US investigation: Burhan filmed metres from corpses after massacres

A joint investigation by CNN and the investigative newsroom Lighthouse Reports has exposed a sweeping campaign of ethnic violence carried out by Port Sudan–based forces (SAF) in Al-Jazira State, allegedly conducted under the direct knowledge of their commander, General Abdel Fattah al-Burhan. A senior UN investigator who reviewed the findings described the operation as a targeted genocide against non-Arab communities.

The project, known as “The Kanabi Killings”, was co-published with CNN, Sudan War Monitor and Trouw. Its findings are based on hundreds of verified videos, testimonies from survivors, satellite imagery, and whistleblower accounts from within Sudan’s military intelligence structure. Together, they reveal a pattern of atrocities committed between October 2024 and May 2025 as al-Burhan’s army (SAF) pushed to retake the strategic city of Wad Madani.

A coordinated ethnic campaign

The investigation concludes that General al-Burhan’s army (SAF), operating from Port Sudan and supported by Islamist-aligned militias, carried out a coordinated campaign targeting the “Kanabi” — predominantly non-Arab, Black Sudanese farming communities often labelled by militias as “Sudan’s Blacks”.

At least 59 attacks on Kanabi villages were fully verified, with 87 more likely following the same pattern.

Survivors described mass executions, point-blank killings, detention sweeps, and field executions of civilians suspected of sympathising with the Rapid Support Forces (RSF). Women and girls were subjected to systematic rape used as a tool of war. Entire villages along the Wad Madani road were burned, markets and clinics destroyed, and civilian populations forcibly displaced in what investigators describe as ethnic cleansing conducted under the guise of “security operations”.

Indiscriminate airstrikes struck densely populated neighbourhoods in Al-Jazira, killing hundreds, including children. Lighthouse Reports notes that the attacks were not isolated incidents but formed part of a wider set of ethnically-motivated operations coordinated from the highest levels of SAF and Sudan’s General Intelligence Service.

The Kariba detentions and the Police Bridge massacre

CNN and Lighthouse verified footage from the village of Kariba showing young men detained, beaten, and accused of RSF affiliation. In another location near what locals call the Police Bridge, dozens of bodies — some with gunshot wounds to the head — were filmed lying on the ground. A fighter in one video is heard calling the victims “foreign”, echoing militia rhetoric used against non-Arab communities.

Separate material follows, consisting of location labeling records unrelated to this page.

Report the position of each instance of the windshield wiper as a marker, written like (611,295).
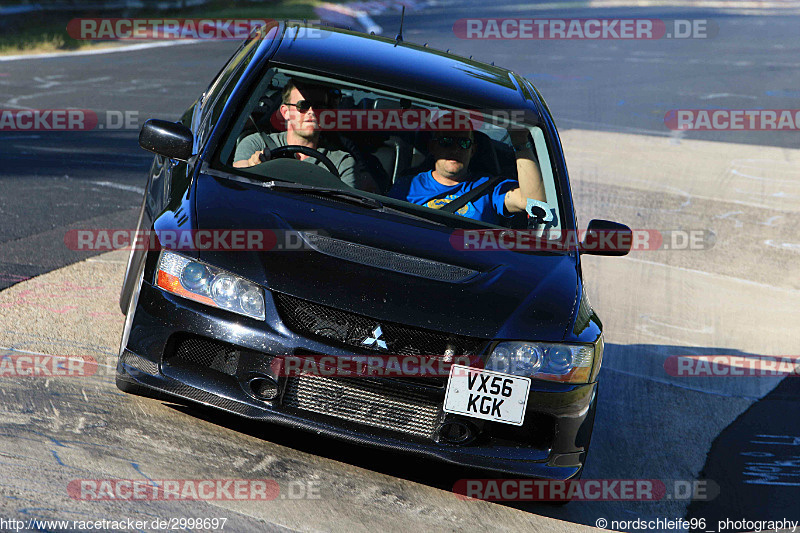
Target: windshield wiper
(352,196)
(343,194)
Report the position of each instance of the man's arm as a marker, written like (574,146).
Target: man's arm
(248,152)
(348,174)
(531,184)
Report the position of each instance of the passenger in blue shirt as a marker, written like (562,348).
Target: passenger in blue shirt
(450,178)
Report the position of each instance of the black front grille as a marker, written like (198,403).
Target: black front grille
(206,353)
(350,329)
(364,401)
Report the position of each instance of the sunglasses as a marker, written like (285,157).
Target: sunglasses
(304,105)
(465,143)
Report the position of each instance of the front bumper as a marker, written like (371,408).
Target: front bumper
(551,444)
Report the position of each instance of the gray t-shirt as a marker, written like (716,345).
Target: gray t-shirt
(343,161)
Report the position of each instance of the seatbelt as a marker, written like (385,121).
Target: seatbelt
(471,195)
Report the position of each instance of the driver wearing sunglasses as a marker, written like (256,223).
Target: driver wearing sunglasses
(451,178)
(300,108)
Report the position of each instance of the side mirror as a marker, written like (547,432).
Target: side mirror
(604,237)
(170,139)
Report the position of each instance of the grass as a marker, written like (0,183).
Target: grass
(47,32)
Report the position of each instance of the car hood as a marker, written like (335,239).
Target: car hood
(510,295)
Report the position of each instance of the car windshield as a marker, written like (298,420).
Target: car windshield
(434,161)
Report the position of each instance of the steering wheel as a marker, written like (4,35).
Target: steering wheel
(290,149)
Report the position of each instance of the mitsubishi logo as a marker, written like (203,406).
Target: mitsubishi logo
(375,339)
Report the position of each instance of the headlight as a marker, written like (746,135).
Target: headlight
(209,285)
(570,363)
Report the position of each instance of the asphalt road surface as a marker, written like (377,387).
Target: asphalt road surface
(734,438)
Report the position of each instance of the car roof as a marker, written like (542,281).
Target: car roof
(406,67)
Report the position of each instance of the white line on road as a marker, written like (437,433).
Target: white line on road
(715,275)
(131,188)
(129,48)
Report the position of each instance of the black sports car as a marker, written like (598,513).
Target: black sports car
(343,275)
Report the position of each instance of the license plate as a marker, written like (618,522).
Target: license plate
(487,395)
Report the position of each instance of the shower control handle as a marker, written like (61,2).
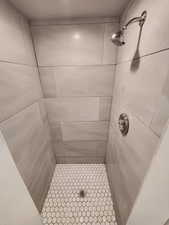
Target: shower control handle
(123,124)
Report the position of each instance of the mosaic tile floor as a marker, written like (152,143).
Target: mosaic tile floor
(65,205)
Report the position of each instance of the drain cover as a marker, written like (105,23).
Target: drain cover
(82,193)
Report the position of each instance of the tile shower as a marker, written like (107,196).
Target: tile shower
(63,85)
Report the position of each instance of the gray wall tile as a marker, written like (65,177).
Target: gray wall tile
(77,74)
(15,40)
(141,91)
(69,44)
(19,87)
(77,80)
(26,136)
(84,131)
(80,148)
(23,119)
(77,108)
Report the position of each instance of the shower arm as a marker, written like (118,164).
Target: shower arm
(141,19)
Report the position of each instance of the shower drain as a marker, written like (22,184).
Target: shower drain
(82,194)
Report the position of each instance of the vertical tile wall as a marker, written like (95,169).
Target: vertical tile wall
(23,120)
(141,91)
(76,62)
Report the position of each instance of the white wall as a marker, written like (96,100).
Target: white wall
(152,204)
(16,205)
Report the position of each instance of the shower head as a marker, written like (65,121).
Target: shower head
(118,37)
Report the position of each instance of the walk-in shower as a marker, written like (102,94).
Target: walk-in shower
(118,37)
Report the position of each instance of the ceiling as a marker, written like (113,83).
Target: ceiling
(63,9)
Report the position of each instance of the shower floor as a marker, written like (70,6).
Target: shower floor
(65,206)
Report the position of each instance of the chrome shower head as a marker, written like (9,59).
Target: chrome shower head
(117,38)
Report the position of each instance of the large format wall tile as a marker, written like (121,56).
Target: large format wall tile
(84,131)
(69,44)
(84,44)
(26,136)
(78,108)
(154,37)
(15,40)
(77,81)
(76,62)
(80,148)
(19,87)
(141,90)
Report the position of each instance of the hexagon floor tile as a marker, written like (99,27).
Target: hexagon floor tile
(79,194)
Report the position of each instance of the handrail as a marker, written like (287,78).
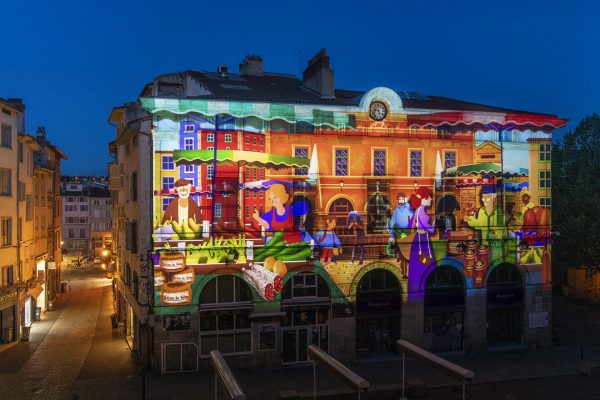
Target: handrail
(455,371)
(349,377)
(223,372)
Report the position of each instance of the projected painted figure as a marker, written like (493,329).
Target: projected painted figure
(421,254)
(489,219)
(280,218)
(356,223)
(182,208)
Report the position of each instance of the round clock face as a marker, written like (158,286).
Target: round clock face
(378,110)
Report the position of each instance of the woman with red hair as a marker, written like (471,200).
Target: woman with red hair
(421,255)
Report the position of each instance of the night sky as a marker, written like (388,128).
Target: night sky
(73,61)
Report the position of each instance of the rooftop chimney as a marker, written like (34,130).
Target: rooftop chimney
(318,76)
(222,70)
(252,65)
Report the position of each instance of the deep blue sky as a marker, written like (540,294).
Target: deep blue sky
(72,61)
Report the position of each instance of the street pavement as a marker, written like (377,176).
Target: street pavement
(75,353)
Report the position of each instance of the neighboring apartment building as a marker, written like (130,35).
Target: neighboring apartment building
(87,216)
(25,219)
(285,212)
(100,220)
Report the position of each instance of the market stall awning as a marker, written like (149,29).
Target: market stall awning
(486,168)
(482,118)
(265,184)
(239,158)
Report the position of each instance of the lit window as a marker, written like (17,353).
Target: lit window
(341,162)
(416,163)
(379,160)
(167,163)
(449,159)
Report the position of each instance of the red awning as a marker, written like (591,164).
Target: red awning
(483,118)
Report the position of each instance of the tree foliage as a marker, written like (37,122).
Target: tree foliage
(576,197)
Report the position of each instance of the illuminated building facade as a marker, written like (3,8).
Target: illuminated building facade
(287,212)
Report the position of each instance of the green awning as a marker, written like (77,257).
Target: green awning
(239,158)
(486,168)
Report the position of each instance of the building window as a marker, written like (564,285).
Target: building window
(6,140)
(168,163)
(545,152)
(227,329)
(8,277)
(301,152)
(416,163)
(546,202)
(341,162)
(6,232)
(168,182)
(449,159)
(545,179)
(379,161)
(5,182)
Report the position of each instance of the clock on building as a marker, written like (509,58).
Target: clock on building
(378,110)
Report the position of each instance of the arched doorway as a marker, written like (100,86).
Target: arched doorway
(444,310)
(378,312)
(339,209)
(225,305)
(307,307)
(305,223)
(504,305)
(378,212)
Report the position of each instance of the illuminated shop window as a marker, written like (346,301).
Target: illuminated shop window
(341,162)
(168,182)
(165,203)
(546,202)
(301,152)
(545,152)
(167,163)
(416,163)
(226,304)
(545,179)
(449,159)
(379,160)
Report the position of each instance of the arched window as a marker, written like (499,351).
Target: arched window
(225,305)
(339,209)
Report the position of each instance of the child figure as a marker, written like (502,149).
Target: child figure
(329,242)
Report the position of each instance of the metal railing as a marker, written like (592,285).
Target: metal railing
(452,370)
(223,373)
(351,379)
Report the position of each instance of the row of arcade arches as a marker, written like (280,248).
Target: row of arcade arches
(226,304)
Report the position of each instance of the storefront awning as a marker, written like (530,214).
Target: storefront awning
(36,291)
(486,168)
(239,158)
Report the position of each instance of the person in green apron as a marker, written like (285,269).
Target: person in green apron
(490,220)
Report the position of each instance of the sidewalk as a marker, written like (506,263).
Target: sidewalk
(383,375)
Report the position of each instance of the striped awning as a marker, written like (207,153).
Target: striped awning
(239,158)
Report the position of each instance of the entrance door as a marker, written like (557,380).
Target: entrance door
(296,340)
(378,305)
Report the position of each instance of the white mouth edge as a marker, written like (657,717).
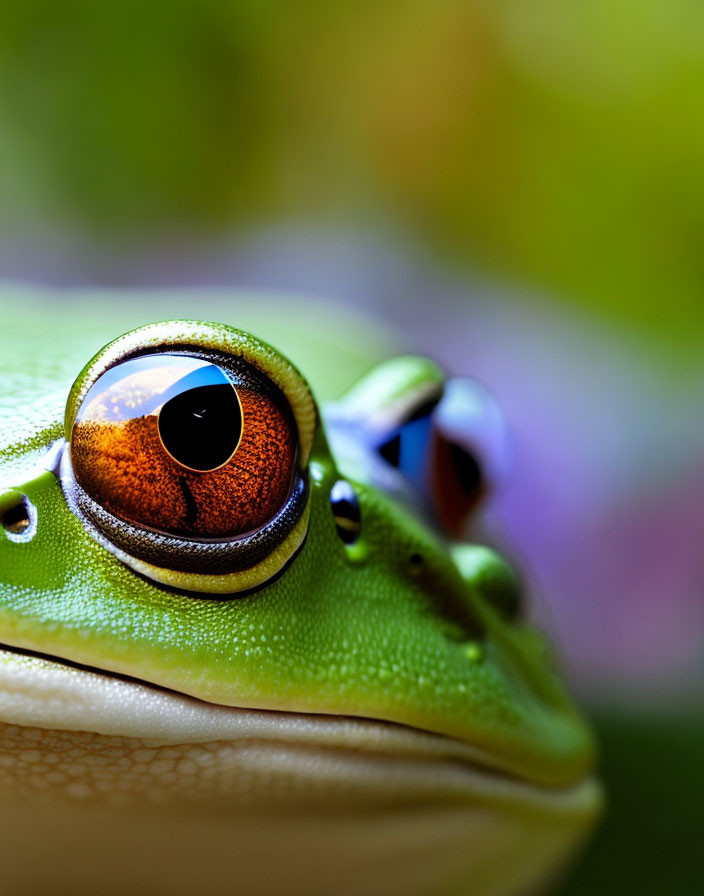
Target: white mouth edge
(38,692)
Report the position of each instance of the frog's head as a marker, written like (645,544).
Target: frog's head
(192,533)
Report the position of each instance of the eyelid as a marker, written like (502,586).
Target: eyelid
(182,335)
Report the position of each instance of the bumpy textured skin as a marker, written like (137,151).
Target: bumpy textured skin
(356,630)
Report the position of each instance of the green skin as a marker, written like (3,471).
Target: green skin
(345,630)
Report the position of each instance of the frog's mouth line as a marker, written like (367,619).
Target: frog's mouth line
(42,692)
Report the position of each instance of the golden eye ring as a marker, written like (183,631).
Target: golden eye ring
(187,461)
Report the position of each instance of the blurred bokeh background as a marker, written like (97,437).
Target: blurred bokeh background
(514,187)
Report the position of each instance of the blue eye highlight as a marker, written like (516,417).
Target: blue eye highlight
(409,447)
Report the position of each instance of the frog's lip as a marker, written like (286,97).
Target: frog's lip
(38,691)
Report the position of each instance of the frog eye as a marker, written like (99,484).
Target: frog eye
(453,447)
(189,462)
(345,510)
(470,453)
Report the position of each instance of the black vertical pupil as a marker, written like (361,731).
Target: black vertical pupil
(201,427)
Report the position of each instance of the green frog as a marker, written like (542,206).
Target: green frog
(247,644)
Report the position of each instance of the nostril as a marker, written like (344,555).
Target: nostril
(416,563)
(18,516)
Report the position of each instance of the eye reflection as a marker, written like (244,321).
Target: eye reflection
(178,444)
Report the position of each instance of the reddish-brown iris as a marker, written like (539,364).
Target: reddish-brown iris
(176,444)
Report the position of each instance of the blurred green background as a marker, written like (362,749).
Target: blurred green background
(556,143)
(554,147)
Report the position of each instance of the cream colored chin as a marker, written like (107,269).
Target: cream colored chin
(109,785)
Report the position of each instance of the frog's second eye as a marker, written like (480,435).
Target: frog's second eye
(177,444)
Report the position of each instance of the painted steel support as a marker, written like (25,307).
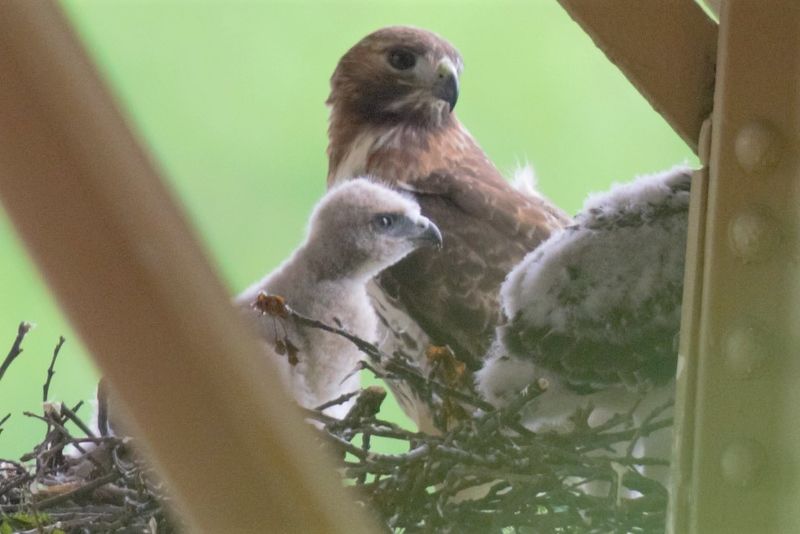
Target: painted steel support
(737,463)
(666,48)
(126,268)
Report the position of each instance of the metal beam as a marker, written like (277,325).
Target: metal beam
(666,48)
(128,271)
(738,430)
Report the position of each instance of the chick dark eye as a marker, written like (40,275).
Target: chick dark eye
(402,59)
(384,221)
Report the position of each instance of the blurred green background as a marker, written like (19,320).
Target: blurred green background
(228,97)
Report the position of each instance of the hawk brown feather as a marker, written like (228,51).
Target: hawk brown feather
(394,122)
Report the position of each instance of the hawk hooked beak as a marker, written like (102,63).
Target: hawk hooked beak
(446,85)
(427,233)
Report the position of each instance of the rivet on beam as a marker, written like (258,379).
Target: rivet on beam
(752,235)
(744,352)
(758,147)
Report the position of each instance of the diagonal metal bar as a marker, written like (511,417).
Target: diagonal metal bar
(666,48)
(125,266)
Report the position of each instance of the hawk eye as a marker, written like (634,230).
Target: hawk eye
(402,59)
(384,221)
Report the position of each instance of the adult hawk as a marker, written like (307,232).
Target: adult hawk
(392,99)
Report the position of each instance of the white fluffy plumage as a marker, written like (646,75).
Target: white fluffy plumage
(358,229)
(595,310)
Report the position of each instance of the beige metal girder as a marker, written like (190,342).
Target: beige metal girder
(666,48)
(737,454)
(128,271)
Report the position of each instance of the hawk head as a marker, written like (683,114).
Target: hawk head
(397,75)
(360,228)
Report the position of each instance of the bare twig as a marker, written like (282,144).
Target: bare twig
(51,369)
(16,347)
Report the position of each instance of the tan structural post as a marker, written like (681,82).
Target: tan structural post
(738,428)
(127,270)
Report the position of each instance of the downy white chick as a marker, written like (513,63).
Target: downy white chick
(358,229)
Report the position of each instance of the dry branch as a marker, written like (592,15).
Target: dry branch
(488,473)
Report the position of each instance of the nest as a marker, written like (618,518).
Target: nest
(484,472)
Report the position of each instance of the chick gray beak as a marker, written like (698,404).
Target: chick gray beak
(427,234)
(446,85)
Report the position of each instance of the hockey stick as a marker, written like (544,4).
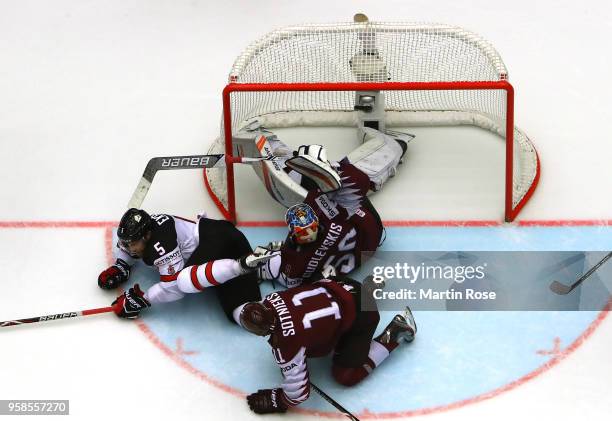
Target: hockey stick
(56,316)
(334,403)
(561,289)
(185,162)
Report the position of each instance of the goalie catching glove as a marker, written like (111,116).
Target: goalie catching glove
(115,275)
(267,401)
(131,303)
(259,257)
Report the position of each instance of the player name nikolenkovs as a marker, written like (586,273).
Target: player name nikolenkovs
(431,294)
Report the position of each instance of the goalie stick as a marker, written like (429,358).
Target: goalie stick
(185,162)
(58,316)
(333,402)
(562,289)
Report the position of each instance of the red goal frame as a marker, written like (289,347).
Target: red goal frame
(510,211)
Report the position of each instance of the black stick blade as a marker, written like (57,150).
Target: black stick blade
(559,288)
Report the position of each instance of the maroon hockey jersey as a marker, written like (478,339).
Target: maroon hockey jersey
(311,319)
(346,229)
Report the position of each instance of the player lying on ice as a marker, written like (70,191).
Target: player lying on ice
(212,252)
(334,224)
(312,321)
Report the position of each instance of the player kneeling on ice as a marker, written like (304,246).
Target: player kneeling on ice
(332,226)
(171,244)
(312,321)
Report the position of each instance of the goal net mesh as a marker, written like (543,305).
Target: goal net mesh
(376,52)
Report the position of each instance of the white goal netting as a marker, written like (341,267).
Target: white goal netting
(422,54)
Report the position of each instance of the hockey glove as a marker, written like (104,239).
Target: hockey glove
(267,401)
(260,256)
(131,303)
(114,276)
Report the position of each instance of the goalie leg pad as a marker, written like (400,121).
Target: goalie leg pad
(379,155)
(256,141)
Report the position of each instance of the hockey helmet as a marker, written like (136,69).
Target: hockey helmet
(303,223)
(257,318)
(134,225)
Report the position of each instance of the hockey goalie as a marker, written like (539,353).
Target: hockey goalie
(334,223)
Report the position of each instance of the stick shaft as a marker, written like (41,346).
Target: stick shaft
(57,316)
(565,289)
(333,402)
(182,162)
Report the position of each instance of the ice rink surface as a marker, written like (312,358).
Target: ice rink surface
(90,90)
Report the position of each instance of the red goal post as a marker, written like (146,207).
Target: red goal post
(431,74)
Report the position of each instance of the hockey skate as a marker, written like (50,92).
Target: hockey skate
(401,328)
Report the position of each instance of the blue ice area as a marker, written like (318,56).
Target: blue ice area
(457,355)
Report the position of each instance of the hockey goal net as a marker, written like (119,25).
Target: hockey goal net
(430,74)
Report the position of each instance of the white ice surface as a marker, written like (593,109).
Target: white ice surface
(90,90)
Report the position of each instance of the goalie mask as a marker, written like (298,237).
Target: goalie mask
(303,223)
(257,318)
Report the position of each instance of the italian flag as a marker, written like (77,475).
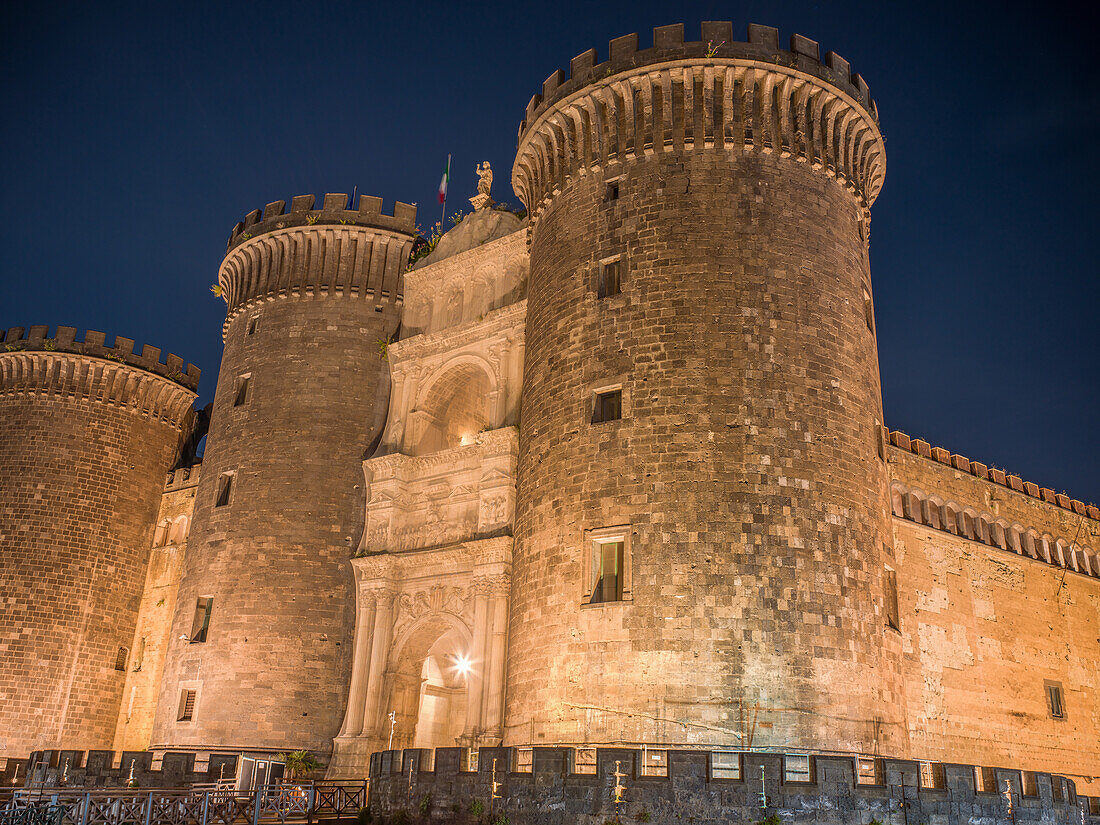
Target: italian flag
(442,180)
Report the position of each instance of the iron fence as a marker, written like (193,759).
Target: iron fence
(288,802)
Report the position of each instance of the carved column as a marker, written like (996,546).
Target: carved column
(380,651)
(475,680)
(498,630)
(361,663)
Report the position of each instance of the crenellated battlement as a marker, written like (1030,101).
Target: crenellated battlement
(963,464)
(94,344)
(707,94)
(718,785)
(336,209)
(308,253)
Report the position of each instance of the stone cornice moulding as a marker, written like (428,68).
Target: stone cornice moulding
(43,374)
(479,558)
(503,441)
(461,265)
(502,323)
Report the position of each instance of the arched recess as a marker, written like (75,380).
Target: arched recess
(177,531)
(454,404)
(429,689)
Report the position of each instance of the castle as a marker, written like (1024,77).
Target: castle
(613,471)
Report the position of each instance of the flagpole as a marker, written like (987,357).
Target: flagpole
(441,217)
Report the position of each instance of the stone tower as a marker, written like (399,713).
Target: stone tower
(261,640)
(87,436)
(702,537)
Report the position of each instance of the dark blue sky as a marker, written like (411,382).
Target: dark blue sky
(135,135)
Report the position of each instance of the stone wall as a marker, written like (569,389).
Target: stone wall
(990,615)
(746,472)
(549,793)
(157,606)
(85,444)
(309,296)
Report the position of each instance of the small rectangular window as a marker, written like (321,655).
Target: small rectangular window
(141,655)
(796,768)
(869,771)
(200,624)
(525,760)
(186,706)
(893,617)
(243,383)
(932,776)
(584,760)
(607,406)
(985,780)
(611,277)
(607,569)
(1054,701)
(224,485)
(725,765)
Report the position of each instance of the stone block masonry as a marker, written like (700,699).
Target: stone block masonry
(745,469)
(278,510)
(86,440)
(549,792)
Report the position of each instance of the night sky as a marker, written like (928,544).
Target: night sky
(135,136)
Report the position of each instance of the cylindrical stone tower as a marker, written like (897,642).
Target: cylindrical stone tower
(261,641)
(702,537)
(87,436)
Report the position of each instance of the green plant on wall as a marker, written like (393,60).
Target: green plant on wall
(299,763)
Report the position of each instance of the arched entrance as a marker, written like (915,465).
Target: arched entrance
(430,684)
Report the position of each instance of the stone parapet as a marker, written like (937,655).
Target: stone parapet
(94,344)
(312,254)
(541,785)
(336,209)
(919,447)
(710,94)
(39,374)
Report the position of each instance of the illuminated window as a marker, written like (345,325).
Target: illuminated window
(243,389)
(932,776)
(584,760)
(607,406)
(1054,701)
(186,706)
(611,277)
(868,771)
(200,625)
(224,486)
(796,768)
(985,780)
(725,765)
(608,565)
(525,760)
(141,655)
(893,619)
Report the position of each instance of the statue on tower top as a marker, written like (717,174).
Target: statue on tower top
(483,199)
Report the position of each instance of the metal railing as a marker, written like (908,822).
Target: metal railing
(288,802)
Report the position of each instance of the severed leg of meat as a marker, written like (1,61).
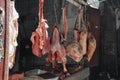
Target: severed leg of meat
(91,46)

Satellite images taken days later show disturbed earth and rows of white objects resembling body bags at the site, consistent with a hastily dug mass grave. A whistleblower from the General Intelligence Service confirmed that many of those killed at the Police Bridge were civilians executed based on suspicion alone.

Bodies dumped in canals

Multiple intelligence officers told CNN that SAF and allied militias disposed of victims by throwing bodies into irrigation canals. Some civilians, they said, were shot while still alive before being dumped into the water.

One of the most disturbing scenes documented in the investigation occurred near the village of Bikka. In early 2025, residents reported that soldiers used a canal as a dumping site for executed civilians. When the water level later dropped, videos and satellite imagery revealed dozens of bodies lying exposed in the canal bed.

Burhan above the bodies

Whistleblowers told CNN that only days after the killings, General al-Burhan visited the same canal and recorded a public address to his troops from the bank — just metres from where the bodies lay submerged.

Satellite imagery taken in May 2025 confirms that when the canal receded, numerous corpses became visible directly below the position where al-Burhan had stood during the filmed visit. One intelligence source said plainly: “Burhan knew.”

The retaking of Wad Madani

The worst abuses occurred in January 2025 during the SAF push to retake Wad Madani from the RSF. Lighthouse Reports notes that violence escalated in every area SAF re-entered, especially along the approach routes where Kanabi communities are concentrated.

Investigators emphasise that the atrocities were not spontaneous but followed a systematic pattern: detentions, interrogations, summary executions, burning of villages, disposal of bodies, and the destruction of infrastructure to make areas uninhabitable.

UN experts: Genocide on ethnic grounds

A member of the UN Fact-Finding Mission who reviewed the evidence described the campaign as “a targeted genocide on racial and ethnic grounds”, adding that the scale of documented attacks suggests deliberate policy rather than rogue actions.

Impunity as the enabler

The investigation concludes that a culture of impunity enables ongoing atrocities. Porter Sudan authorities have not opened serious inquiries into the conduct of their forces, and whistleblowers say commanders instructed units to conceal evidence, including through mass burials and canal disposal.

Lighthouse Reports and CNN say their evidence base — videos, satellite data, and insider testimony — demonstrates that senior officials, including al-Burhan, were aware of the killings.